Are the SPI pins on the ICSP header of an Arduino Uno "separable" from the correspondent I/O pins - when one chooses to the use the ICSP header can the corresponding I/O pins be used for something else?

  • 4
    This is a user-level question, not about electrical engineering. – Olin Lathrop Jun 17 '14 at 11:22
  • 3
    Pin assignment isn't about electrical engineering? That's quite a strict definition. While this could exist on the Arduino site, this is perfectly on topic for this site. – Adam Davis Jun 17 '14 at 13:48
  • @AdamDavis Olin no doubt meant that anything with the word "Arduino" in it cannot be about electrical engineering. It may take him a decade or few to realise otherwise. – Russell McMahon Feb 4 '15 at 13:44
  • Where does it specify that Arduino.StackExchange is only about Arduino questions related to electrical engineering? According the this page (arduino.stackexchange.com/tour) asking a question about the IDE is acceptable. I don't think this SPI / pin question is off-topic at all. – cbmeeks May 15 '15 at 15:03
  • @cbmeeks - the comments you responded to here were added to the question while it was at electronics.stackexchange.com, not here. – Jules Apr 20 '16 at 14:19

No. Those pins are not separate on the microcontroller itself. If you need to use SPI and still need more pins you may use analog inputs as digital inputs or outputs. Otherwise you'll probably have to use an expander of some sort, or use a Mega or Due for additional inputs or outputs.
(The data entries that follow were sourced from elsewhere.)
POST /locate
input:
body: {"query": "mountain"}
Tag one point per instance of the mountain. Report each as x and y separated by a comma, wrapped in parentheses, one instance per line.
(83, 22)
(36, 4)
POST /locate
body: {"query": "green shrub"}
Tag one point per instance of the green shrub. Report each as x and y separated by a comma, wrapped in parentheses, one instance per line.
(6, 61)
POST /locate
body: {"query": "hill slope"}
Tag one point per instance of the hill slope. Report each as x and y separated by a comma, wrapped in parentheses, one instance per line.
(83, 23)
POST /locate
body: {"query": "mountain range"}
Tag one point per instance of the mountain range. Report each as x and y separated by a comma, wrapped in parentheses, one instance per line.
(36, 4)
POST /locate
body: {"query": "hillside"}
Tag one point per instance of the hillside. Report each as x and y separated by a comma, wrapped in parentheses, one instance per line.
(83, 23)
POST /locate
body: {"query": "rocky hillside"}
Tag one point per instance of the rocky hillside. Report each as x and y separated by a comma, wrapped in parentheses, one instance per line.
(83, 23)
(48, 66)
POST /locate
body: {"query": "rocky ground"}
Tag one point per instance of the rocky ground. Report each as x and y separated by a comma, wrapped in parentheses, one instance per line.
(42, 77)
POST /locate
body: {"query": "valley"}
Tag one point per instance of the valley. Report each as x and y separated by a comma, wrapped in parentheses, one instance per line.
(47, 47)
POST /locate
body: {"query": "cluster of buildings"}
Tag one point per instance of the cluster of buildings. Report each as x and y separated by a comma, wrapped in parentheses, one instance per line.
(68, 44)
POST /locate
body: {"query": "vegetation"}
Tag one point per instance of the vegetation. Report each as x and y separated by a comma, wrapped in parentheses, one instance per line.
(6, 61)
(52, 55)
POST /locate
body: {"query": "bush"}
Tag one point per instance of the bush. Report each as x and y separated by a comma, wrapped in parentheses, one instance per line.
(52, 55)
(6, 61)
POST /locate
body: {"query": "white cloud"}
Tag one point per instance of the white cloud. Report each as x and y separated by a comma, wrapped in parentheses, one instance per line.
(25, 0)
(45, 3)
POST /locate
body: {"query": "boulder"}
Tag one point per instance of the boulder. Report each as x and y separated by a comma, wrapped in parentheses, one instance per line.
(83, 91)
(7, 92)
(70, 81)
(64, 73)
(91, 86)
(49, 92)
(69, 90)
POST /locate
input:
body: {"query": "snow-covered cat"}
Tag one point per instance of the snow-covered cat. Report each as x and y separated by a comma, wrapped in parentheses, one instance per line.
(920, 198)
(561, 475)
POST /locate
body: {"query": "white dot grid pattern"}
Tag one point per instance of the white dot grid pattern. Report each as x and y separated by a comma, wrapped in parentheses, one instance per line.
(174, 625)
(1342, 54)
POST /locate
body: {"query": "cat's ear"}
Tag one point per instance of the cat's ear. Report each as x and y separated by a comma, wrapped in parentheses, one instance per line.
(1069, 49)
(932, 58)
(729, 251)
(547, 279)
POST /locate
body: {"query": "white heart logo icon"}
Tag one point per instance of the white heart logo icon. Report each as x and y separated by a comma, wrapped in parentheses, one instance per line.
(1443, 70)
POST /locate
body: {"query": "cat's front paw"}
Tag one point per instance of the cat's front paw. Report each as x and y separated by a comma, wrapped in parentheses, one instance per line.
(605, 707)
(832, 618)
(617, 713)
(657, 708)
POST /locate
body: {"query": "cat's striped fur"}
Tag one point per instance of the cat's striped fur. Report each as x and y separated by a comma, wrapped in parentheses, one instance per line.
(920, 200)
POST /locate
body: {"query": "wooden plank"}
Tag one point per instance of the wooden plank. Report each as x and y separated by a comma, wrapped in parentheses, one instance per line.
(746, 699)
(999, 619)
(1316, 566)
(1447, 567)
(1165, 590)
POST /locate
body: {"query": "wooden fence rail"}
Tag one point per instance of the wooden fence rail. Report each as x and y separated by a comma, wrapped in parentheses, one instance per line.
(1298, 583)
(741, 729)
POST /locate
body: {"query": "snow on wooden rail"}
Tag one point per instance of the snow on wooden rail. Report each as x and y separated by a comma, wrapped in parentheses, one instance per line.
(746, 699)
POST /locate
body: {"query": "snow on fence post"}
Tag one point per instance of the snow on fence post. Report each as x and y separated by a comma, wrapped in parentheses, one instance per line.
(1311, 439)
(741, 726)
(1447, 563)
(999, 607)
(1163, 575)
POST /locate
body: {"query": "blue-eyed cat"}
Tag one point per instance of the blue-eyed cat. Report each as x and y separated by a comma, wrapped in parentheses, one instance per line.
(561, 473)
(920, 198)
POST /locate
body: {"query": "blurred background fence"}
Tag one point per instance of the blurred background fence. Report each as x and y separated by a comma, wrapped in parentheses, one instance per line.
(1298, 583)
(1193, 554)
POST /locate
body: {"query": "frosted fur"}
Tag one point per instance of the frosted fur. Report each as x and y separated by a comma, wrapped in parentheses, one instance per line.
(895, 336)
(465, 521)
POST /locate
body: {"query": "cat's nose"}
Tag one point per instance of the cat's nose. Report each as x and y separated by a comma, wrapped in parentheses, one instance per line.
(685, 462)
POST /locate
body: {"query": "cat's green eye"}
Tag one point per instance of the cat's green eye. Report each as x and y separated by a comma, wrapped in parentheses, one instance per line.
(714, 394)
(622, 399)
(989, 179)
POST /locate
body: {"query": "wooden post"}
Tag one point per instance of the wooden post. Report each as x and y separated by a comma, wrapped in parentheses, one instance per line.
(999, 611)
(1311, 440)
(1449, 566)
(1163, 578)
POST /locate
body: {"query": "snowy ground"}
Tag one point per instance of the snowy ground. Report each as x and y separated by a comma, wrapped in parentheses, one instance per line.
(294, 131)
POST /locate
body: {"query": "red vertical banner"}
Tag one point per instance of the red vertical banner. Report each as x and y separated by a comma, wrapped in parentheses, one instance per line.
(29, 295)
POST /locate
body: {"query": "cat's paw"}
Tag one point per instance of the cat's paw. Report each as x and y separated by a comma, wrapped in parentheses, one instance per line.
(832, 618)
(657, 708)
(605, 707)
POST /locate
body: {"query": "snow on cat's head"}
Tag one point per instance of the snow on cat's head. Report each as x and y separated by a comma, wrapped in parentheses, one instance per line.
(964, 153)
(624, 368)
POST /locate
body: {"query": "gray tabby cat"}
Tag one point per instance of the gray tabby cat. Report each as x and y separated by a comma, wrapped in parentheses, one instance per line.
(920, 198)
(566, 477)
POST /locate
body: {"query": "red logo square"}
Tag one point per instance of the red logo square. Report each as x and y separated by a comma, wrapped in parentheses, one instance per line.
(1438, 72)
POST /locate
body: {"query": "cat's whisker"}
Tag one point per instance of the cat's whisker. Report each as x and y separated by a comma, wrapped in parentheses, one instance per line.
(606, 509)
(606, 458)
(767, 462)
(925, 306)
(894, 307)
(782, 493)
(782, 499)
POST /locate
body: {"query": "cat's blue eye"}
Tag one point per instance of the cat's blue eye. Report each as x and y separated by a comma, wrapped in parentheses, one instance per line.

Actually, it can. You just can not use them at the same time. One needs to be careful to wire it in ways not to comprise the shared functions. Where MISO can be used as GPIO-INPUT and MOSI/SCK can be used as GPIO-OUTPUT, avoiding any pull up/downs, etc... As such electrical items may interfere with the ICSP.

For example I use the ICSP programming, along with the MISO, MOSI and SCLK pins as hard SPI and use them as Bit Bang one-wire, all on the same board and same wires. I simply ensure the SPI is properly configured each at each use.

One additionally needs to ensure that any peripherals on the shared SPI/ICSP lines are guaranteed to be in reset. Such as a pull down on such devices reset pins. Or a Pull Up on their ChipSelects. Noting that ATmega's GPIO pins are Hi-Z out of reset and during the ICSP.